Wabakimi, hope your shoulder gets better. Hopefully, some regular ice application and working within your painfree range of motion will help speed recovery. FWIW, this will make 3 as I am out of action for now, but more related to a couple of pinched nerves in my neck that affect my right shoulder and arm. 

I was surprised to hear of felts being good on ice. My experience was the otherwise. Maybe there is a difference between the courser black felt and the old white stuff..

From my experience, felts are good for one thing and that is stream bottoms. Ice, snow, mud, clay.......ehhhh, not so much.......


----------



## wabakimi07 (Mar 13, 2009)

They are good on ice if there is no snow on them, but there usually is, that is the catch. Walking on clay is not recommend and wet leaves are pretty bad. Wow maybe you shouldn't get felt soles and just get a pair of corkers. Shoulder is sore but I hope to be back out tomorrow. I slipped while launching boat and out into the river a bit. Blacked out for a second and looked up and saw the bottom of my boat. Took awhile to catch my breathe. The impact broke through about 4 inches of solid ice.


----------



## jrv (Nov 11, 2008)

I have the 5mm Cabela Waders, in felt bottom and they are really good for sand, gravel, and slippery rock. They suck for everything else. That's why I bought a $20 pair of ice cleats to attach when fishing on clay/mud bottom or snow and ice.


----------



## Silver Panner (Apr 15, 2009)

Hey, Just something to keep in mind, the felt soles have been shown to transfer invasive species.

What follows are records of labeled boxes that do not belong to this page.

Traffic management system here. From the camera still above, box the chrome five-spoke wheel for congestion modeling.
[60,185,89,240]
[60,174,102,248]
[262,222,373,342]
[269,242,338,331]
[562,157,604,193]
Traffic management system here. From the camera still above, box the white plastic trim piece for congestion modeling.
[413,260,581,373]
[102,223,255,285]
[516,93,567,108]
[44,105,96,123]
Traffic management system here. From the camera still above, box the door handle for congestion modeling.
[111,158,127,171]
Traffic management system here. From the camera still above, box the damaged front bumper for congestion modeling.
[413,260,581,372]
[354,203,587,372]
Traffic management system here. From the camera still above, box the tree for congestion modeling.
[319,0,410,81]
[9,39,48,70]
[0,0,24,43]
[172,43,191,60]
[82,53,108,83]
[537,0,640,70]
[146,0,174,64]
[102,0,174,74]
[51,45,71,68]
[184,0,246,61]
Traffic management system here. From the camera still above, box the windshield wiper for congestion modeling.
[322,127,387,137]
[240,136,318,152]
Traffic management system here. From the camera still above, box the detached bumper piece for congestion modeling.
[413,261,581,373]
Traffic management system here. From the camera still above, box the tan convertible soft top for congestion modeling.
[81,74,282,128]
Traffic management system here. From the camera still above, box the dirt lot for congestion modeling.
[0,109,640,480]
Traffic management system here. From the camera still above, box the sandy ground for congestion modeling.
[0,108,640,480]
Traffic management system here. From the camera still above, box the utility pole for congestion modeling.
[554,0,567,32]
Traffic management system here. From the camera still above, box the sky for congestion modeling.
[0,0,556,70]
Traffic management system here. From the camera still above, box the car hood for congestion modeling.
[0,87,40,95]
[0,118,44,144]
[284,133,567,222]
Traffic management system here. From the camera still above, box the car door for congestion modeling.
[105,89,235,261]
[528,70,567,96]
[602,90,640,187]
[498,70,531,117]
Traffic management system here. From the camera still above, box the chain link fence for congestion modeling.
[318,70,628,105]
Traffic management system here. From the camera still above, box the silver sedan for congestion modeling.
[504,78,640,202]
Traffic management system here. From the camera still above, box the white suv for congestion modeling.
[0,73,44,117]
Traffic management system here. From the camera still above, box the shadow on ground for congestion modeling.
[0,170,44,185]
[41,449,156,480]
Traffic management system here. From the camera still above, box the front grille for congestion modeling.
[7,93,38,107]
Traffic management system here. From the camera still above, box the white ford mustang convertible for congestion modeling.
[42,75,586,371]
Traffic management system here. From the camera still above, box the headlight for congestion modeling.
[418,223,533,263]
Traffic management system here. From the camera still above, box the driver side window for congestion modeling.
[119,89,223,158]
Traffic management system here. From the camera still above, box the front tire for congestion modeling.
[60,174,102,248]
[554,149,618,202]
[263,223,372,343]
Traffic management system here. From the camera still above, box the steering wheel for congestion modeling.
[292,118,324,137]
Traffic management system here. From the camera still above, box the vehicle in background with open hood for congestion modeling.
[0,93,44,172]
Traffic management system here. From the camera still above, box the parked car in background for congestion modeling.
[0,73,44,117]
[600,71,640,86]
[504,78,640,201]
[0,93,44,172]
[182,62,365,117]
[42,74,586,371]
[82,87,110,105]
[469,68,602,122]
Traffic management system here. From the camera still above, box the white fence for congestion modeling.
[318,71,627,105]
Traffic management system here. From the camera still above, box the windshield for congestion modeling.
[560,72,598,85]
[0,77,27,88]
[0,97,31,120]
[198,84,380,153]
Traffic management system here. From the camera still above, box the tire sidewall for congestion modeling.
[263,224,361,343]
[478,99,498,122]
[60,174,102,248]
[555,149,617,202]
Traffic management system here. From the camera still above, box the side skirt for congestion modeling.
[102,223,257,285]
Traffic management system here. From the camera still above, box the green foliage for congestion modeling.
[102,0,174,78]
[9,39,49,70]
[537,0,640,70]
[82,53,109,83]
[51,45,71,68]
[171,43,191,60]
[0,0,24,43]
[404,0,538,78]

http://www.stopans.org/Science_of_felt.php


----------



## nategyoder (Oct 23, 2009)

My winter waders are cabelas. They have rubber soles and are camo for duck hunting. I only fish in them but they were the warmest ones I could find. Really warm. My summer waders are felt with the studs. Great in the water! Awful in the grocery store! Busted my butt hard. I would not get the studs again because they tear up the wood deck up north. And wasn't there something about the felt spreading algae or something? Is the new felt better than the old felt? I only fish the PM with my waders so no problem on my part but if you fish several bodies of water something you might want to think about.


----------



## REG (Oct 25, 2002)

Silver Panner said:


> Hey, Just something to keep in mind, the felt soles have been shown to transfer invasive species.
> 
> http://www.stopans.org/Science_of_felt.php


Excellent link, thanks.


----------



## Fishndude (Feb 22, 2003)

As previously stated, felt soles SUCK in snow. They only are really beneficial on slippery rocks, and there are better tools available. I recommend that you get regular waders, with NO felt soles; and add some Korkers sandals on the side. The kind you can fasten to your waders, and take them off when you are done.


----------



## diztortion (Sep 6, 2009)

You could get felt sole and use ice cleats on them..?


----------



## no lead (Jul 28, 2005)

buy some corkers and get on with the fishing!


----------



## steely74 (Feb 9, 2010)

_ I currently own a pair of the spring run waders with the felt soles and bought a set of boot chains to go on the bottom of them. Between the chains and a few screws I have all the traction I would ever need on the bottom of my waders. I fish a in lot of clay, sand, snow and ice and this setup has _proven more reliable than my old lug sole waders. 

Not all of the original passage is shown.